QSD ve YPG’nin özgürleştirdiği coğrafya Suriye’nin üçte biridir. Suriye halk bileşenlerinin % 40’ı bugün bu bölgelerde kavuşturulan sistemle yaşıyor. Ancak görüyoruz ki uluslararası toplumun aldığı kararlar ya Türkiye’nin ya da İran’ın çıkarına. Bab El Hawa sınır kapısı açılıyor, Akdeniz’den rejim bölgesine destek geliyor ama bizim bölgelerimize büyük bir ambargo uygulanıyor. Suriye halklarının % 40’ı bu bölgelerde yaşamasına rağmen Til Koçer Sınır Kapısı açılmıyor, yol verilmiyor. Bu da başka çare arayışlarının önünü açıyor. Şimdi Kuzey ve Doğu Suriye’de birçok insan kaçakçılık yapabilmek için her türlü imkanı kullanıyor.

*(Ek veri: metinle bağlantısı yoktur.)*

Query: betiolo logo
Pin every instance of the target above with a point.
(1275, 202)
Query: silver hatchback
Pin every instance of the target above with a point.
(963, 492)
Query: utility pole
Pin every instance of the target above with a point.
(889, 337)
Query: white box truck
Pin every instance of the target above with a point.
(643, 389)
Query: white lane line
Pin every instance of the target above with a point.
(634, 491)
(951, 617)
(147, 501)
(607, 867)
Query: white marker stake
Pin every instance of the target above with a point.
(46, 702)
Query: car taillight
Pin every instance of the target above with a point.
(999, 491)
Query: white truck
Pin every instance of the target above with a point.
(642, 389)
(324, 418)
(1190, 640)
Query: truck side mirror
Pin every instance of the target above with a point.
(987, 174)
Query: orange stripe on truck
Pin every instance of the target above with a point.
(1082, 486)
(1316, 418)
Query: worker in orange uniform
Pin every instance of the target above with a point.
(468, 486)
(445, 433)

Bu kaçakçılık ne tarafa karşı yapılırsa yapılsın bölge için bir kapan-pusu konumunda. Bu toplumda kim onlarla temasa geçerse her türlü yöntemle MİT ya da rejim ajanı yapmaya çalışan bir girişim var. Onun için bugün bu bölgelerde yapılan ajanlık esas temelini uluslararası toplumun Suriye halklarının büyük kesiminin yer aldığı ve Suriye toprağının %35’ini oluşturan bu bölgeye yaklaşımından alıyor. Devrim sürecini gözden geçirirsek, toplumu en çok savunan bölge ve burada oluşturulan gücün olduğunu görürüz. Bölgeye gelen gazeteci, araştırmacı, siyasetçi, stratejiysen, diplomatlar, kendinden çok toplumu savundu. Hatta bölgeye gelen uluslararası güçler başka yerlerde verdiği kayıpları burada vermedi. Amerika bile Irak ve Afganistan’da verdiği kayıpları burada vermedi. Aynı zamanda bu bölgede yaşamak isteyen her insan güvenli bir şekilde yaşamını sürdürdü, sürdürüyor.

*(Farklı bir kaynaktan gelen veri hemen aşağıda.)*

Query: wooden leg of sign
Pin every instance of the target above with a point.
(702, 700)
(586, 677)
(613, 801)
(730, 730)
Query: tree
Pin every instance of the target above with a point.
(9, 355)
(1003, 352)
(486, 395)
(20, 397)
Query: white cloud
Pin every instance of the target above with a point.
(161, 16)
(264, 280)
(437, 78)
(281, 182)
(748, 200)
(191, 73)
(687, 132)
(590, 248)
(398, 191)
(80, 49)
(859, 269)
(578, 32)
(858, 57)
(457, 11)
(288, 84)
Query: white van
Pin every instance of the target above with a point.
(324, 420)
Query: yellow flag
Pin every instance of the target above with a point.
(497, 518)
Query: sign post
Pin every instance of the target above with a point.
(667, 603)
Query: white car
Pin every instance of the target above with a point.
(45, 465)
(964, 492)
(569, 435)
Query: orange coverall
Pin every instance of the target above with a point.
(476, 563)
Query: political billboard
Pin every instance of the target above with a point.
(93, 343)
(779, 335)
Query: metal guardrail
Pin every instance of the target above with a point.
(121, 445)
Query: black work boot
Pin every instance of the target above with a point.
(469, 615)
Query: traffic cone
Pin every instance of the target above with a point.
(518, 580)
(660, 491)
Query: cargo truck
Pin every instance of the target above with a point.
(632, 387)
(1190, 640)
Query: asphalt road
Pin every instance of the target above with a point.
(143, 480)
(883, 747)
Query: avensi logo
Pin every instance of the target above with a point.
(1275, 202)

Bölgede çok dillilik, çok renklilik ortaya çıktı. Ancak bu istihbarat çalışmaları ile bitirilmek isteniyor, neden?

Bahsini ettiğimiz yaklaşımlar, birçok kanıtın ortaya çıkmasına rağmen, bir ambargo oluşturuyor. Yapılması gereken, ambargoyu kırmak için kanun yollarının kullanılması. Ancak Rojava, Kuzey ve Doğu Suriye’ye düşmanlık niyetli ambargo uygulanıyor. Bu projeyi engel gören güçler, kişileri hedef alıyor, zayıflatıyor ve MİT üyesi, ajan yapmaya çalışıyor.

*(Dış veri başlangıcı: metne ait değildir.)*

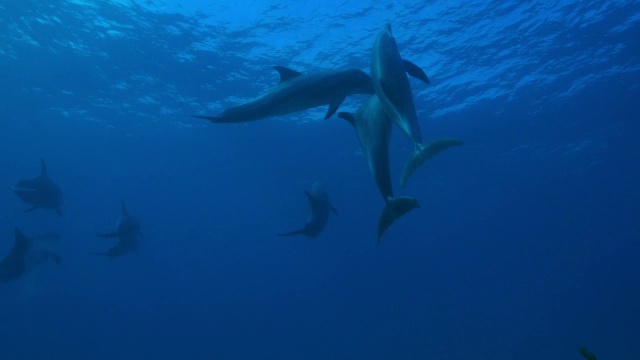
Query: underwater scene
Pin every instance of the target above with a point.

Mafyavari yaklaşımlar, uyuşturucu, fuhuş, para kullanılarak, insanlar düşürülmeye çalışılıyor. Şüphesiz gücümüz bu durumun farkında ve mücadelesini yürütüyor. Aynı şekilde Özerk Yönetim’deki kurumlar da ambargoyu kırmak için en üst düzeyde çalışma yürütüyor. Bugün de eğer, MİT veya diğer istihbaratlar bu tarz saldırılar yapıyorsa ve bölge üzerinde çalışıyorsa esas olarak sıkıştıkları içindir.

Suriye’deki çözümü hangi güçler engelliyor, neden?

DAİŞ’ten sonra Suriye’de siyasi çözüm gelişmeliydi. Cenevre, Astana ve Soçi vb. görüşmelerine rağmen şimdiye kadar hiçbir çözüm geliştirilmedi. Ancak son yıllarda Suriye’deki çözüm meselesinin artık Suriyelilerin elinden çıktığını, AKP-MHP iktidarının eline geçtiğini görüyoruz. İşgal altındaki bölgelerde çete grupları Erdoğan’ın yanında çete olarak çalışarak uluslararası kamuoyuna “Libya’ya gitmeye hazırız, Ermenistan’a bilmem nerede savaş varsa oraya gitmeye hazırız” diyor.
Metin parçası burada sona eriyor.